Al Qaeda’s Fantasy Ideology (Lee Harris, August 2002, Policy Review)

This common identification of 9-11 as an act of war arises from a deeper unquestioned assumption — an assumption made both by Chomsky and his followers on one hand and Hanson and National Review on the other — and, indeed, by almost everyone in between. The assumption is this: An act of violence on the magnitude of 9-11 can only have been intended to further some kind of political objective. What this political objective might be, or whether it is worthwhile — these are all secondary considerations; but surely people do not commit such acts unless they are trying to achieve some kind of recognizably political purpose.

Behind this shared assumption stands the figure of Clausewitz and his famous definition of war as politics carried out by other means. The whole point of war, on this reading, is to get other people to do what we want them to do: It is an effort to make others adopt our policies and/or to further our interests. Clausewitzian war, in short, is rational and instrumental. It is the attempt to bring about a new state of affairs through the artful combination of violence and the promise to cease violence if certain political objectives are met.

Of course, this does not mean that wars may not backfire on those who undertake them, or that a particular application of military force may not prove to be counterproductive to one’s particular political purpose. But this does not change the fact that the final criterion of military success is always pragmatic: Does it work? Does it in fact bring us closer to realizing our political objectives?

But is this the right model for understanding 9-11? Or have we, like Montezuma, imposed our own inadequate categories on an event that simply does not fit them? Yet, if 9-11 was not an act of war, then what was it?
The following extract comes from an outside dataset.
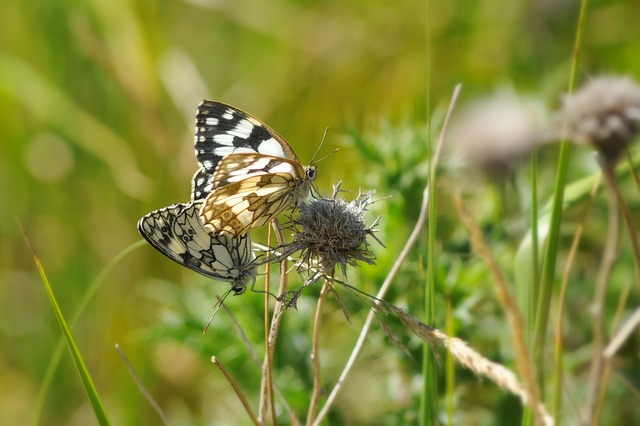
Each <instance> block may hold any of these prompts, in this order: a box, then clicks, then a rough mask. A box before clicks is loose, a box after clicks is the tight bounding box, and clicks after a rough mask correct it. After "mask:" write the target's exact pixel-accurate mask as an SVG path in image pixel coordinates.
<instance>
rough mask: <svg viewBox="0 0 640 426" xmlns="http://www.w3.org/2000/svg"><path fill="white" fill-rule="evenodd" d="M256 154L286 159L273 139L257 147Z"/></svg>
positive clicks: (278, 142)
mask: <svg viewBox="0 0 640 426" xmlns="http://www.w3.org/2000/svg"><path fill="white" fill-rule="evenodd" d="M258 152H259V153H260V154H265V155H273V156H275V157H286V156H285V155H284V151H283V150H282V146H281V145H280V143H279V142H278V141H277V140H275V139H273V138H270V139H267V140H266V141H264V142H262V143H261V144H260V146H259V147H258Z"/></svg>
In what follows, I would like to pursue a line suggested by a remark by the composer Karlheinz Stockhausen in reference to 9-11: his much-quoted comment that it was “the greatest work of art of all time.”

Despite the repellent nihilism that is at the base of Stockhausen’s ghoulish aesthetic judgment, it contains an important insight and comes closer to a genuine assessment of 9-11 than the competing interpretation of it in terms of Clausewitzian war. For Stockhausen did grasp one big truth: 9-11 was the enactment of a fantasy — not an artistic fantasy, to be sure, but a fantasy nonetheless.